Protest i petycja w sprawie ochrony Trójmiejskiego Parku Krajobrazowego

– Dzisiejsze wydarzenie ma na celu złożenie petycji, która jest efektem wcześniejszego apelu wydanego przez Grupę Inicjatywną Mieszkańców Trójmiasta wspólnie z „Lasami i Obywatelami”. Petycja dotyczy kwestii zarządzania nadzorczego wojewody, który uchylił Plan Ochrony dla Trójmiejskiego Parku Krajobrazowego, uchwalony niedawno przez sejmik wojewódzki. Na plan ochrony, który zarysowuje kierunki ochrony w TPK, choć, niestety, w żaden zdecydowany i ostateczny sposób nie wpływa on na sposób gospodarowania Lasów Państwowych, czekaliśmy ponad 20 lat – tłumaczy Paweł Szutowicz z Grupy Inicjatywnej Mieszkańców Trójmiasta, który zastrzega, że nie reprezentuje żadnej organizacji, choć z wieloma współpracuje i popiera ich działania.

PRZECZYTAJ TEŻ: Jest interpelacja poselska w sprawie uchylenia ochrony Trójmiejskiego Parku Krajobrazowego

– Propozycje zawarte w tym dokumencie są, tak naprawdę, bardzo skromne – chodzi o ograniczenie pozyskania drewna o 5 do 15 procent, w zależności od oddziału leśnego, i o utworzenie dwóch rezerwatów – o powierzchni odpowiednio: 300 i 400 hektarów, co, w porównaniu z całą powierzchnią TPK, wynoszącą prawie 19 tysięcy hektarów, jest, w sumie, niewielkim obszarem.
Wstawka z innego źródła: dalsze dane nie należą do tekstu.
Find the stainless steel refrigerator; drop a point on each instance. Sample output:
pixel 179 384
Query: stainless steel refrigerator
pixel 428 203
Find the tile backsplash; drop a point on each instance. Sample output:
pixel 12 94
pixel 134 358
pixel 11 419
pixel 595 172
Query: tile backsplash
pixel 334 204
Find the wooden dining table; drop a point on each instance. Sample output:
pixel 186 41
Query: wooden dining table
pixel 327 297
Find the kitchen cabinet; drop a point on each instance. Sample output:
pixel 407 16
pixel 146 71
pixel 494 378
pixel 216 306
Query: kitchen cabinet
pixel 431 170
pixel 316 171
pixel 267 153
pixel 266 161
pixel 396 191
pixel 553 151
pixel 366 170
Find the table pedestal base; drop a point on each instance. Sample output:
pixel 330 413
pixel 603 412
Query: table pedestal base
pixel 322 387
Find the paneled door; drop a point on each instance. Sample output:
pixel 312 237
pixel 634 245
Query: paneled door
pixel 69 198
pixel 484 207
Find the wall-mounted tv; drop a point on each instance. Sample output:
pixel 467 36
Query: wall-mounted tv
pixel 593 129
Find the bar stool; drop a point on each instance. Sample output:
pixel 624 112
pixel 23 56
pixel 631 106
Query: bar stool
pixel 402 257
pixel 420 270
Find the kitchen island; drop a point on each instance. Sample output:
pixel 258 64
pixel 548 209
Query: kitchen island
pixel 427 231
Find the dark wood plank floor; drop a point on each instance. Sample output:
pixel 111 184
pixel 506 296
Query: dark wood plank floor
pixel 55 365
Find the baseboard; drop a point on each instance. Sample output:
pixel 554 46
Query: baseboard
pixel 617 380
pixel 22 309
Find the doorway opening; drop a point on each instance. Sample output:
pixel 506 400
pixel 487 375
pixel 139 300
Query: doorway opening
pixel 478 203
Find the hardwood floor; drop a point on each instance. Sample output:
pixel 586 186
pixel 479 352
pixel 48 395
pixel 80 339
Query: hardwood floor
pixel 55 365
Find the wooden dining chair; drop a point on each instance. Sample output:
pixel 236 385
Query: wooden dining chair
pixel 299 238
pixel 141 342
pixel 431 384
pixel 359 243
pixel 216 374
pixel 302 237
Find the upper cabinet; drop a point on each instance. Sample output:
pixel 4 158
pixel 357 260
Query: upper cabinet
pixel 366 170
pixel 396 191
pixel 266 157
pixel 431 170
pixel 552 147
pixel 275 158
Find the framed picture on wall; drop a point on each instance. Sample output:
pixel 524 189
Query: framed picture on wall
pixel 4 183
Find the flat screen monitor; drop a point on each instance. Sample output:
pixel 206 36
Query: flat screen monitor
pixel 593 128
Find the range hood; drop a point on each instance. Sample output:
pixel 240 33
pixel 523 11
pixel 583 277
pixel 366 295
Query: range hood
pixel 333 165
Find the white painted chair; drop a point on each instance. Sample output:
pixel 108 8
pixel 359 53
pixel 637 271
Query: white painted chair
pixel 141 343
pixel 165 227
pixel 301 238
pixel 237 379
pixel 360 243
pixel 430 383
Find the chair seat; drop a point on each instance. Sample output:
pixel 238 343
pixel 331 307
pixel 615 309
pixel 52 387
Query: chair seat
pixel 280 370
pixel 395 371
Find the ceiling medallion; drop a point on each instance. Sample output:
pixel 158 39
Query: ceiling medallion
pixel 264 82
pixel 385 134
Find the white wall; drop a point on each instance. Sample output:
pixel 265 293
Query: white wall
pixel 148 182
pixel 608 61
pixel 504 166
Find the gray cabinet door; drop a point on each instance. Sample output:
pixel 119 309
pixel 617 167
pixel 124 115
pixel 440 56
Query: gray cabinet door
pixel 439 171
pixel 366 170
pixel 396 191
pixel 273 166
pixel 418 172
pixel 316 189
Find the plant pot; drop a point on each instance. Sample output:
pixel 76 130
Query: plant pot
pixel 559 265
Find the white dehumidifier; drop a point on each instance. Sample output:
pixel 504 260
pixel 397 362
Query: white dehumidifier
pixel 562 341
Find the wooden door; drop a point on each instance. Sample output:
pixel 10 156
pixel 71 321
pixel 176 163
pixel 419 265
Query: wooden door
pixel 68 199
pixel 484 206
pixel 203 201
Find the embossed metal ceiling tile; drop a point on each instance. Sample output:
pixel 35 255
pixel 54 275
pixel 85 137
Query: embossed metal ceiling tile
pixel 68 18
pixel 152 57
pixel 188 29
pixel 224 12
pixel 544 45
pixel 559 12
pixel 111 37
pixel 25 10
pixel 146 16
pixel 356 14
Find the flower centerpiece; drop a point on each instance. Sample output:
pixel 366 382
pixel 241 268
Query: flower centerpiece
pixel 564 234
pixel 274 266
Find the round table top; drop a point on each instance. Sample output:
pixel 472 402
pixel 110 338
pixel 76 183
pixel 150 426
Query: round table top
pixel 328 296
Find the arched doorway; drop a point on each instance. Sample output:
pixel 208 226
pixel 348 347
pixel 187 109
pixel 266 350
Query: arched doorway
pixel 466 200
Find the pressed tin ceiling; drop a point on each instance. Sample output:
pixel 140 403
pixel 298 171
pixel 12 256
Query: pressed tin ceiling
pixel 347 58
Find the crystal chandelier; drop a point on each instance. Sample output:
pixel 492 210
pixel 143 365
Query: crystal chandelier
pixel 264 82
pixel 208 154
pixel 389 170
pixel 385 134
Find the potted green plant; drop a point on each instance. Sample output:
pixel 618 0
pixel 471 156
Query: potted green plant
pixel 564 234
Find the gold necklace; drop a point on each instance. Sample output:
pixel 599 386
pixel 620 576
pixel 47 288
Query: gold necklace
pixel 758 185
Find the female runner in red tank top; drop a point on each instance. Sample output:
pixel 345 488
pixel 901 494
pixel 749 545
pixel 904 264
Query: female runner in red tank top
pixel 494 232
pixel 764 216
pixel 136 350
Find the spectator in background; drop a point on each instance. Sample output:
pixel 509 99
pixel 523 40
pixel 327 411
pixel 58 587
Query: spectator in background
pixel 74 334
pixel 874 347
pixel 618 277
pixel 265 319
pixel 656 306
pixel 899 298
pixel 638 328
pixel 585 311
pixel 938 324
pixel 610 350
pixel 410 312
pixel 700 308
Dlatego decyzja pana wojewody jest dla nas niezrozumiała – dodaje.

Jak wskazuje działacz, jedynym argumentem przytoczonym jako uzasadnienie zarządzenia wojewody był brak audytu krajobrazowego, a ten – wbrew twierdzeniom urzędu wojewódzkiego – wcale nie musi poprzedzać planu ochrony.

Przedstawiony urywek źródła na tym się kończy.